Insomma non si può ridurre il mercato degli schiavi solo a quello organizzato dai negrieri tra l’Africa occidentale alle piantagioni americane perché è sempre meglio guardare in faccia la realtà, soprattutto se si vogliono rimuovere gli orrori

Perché mentre si abbattono le statue dei negrieri e schiavisti, la schiavitù non è stata affatto sradicata, nonostante le battaglie contro la sua abolizione si siano solidamente affermate. Almeno nei codici e nelle coscienze. Ma non abbastanza se si pensa che secondo la Fondazione  Walk Free  ancora nel 2016 esistevano  46 milioni di schiavi, di cui la metà in Asia e circa l’altra metà in Africa e nella penisola arabica.  Il grande flusso migratorio ha certamente poi alimentato la tratta umana, come dimostrano anche numerose testimonianze sul commercio dei migranti in Libia, alcuni venduti per poche centinaia di euro.

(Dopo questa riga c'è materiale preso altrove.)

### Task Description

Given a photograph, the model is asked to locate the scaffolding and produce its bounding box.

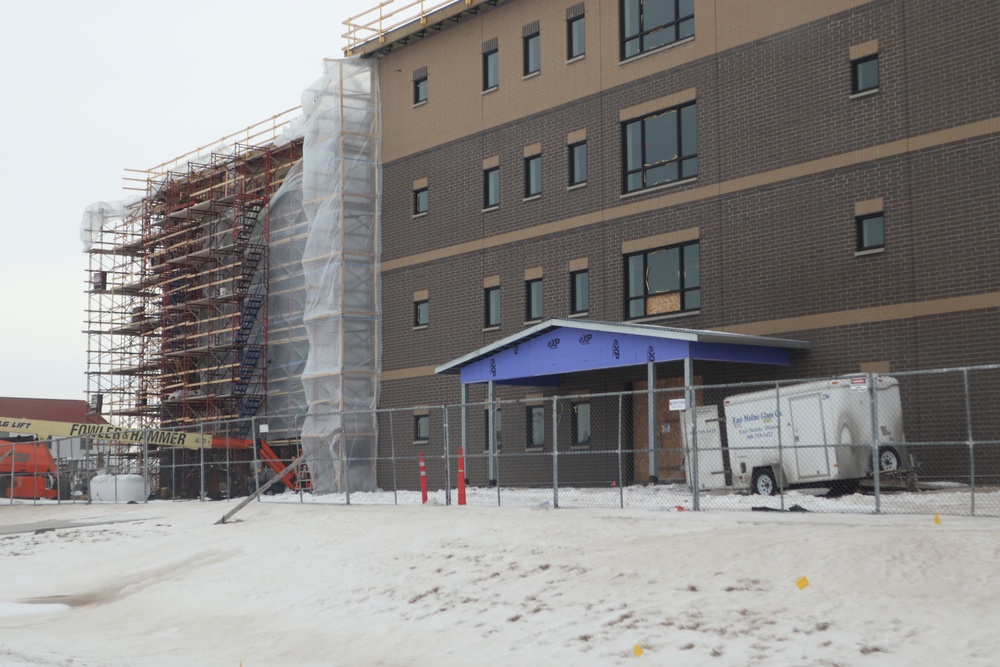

Neanche l’Europa può sentirsi la coscienza pulita se gruppi criminali riescono a ridurre in schiavitù economica o sessuale chi lascia il proprio paese per  trovare in occidente una vita migliore.  Quanti migranti sono costretti ad accettare salari di miseria perché non hanno altra scelta, come avveniva o forse avviene ancora per la raccolta di pomodori in Italia.

O come sta avvenendo a Leicester dove migliaia di persone lavorano nell’industria tessile a un salario di 3,5 sterline all’ora, meno della metà del salario minimo garantito che è di 8,75 sterline. La povertà di questa classe operaia, costretta a lavorare in condizioni sanitarie più che precarie e a vivere in dormitori sovraffollati, sarebbe una delle cause che ha portato il governo a decidere un nuovo lockdown della città colpita da un tasso di contagio più alto che altrove.

Le condizioni di lavoro nel tessile sono state equiparate dalla stampa inglese a una forma di schiavitù moderna che nella sola Leicester colpirebbe oltre 10.000 persone. Insomma sarebbe ora che oltre a criticare il passato ci si adoperasse perché anche il nostro presente non sia un giorno al centro di critiche  polemiche per non avere combattuto contro la schiavitù.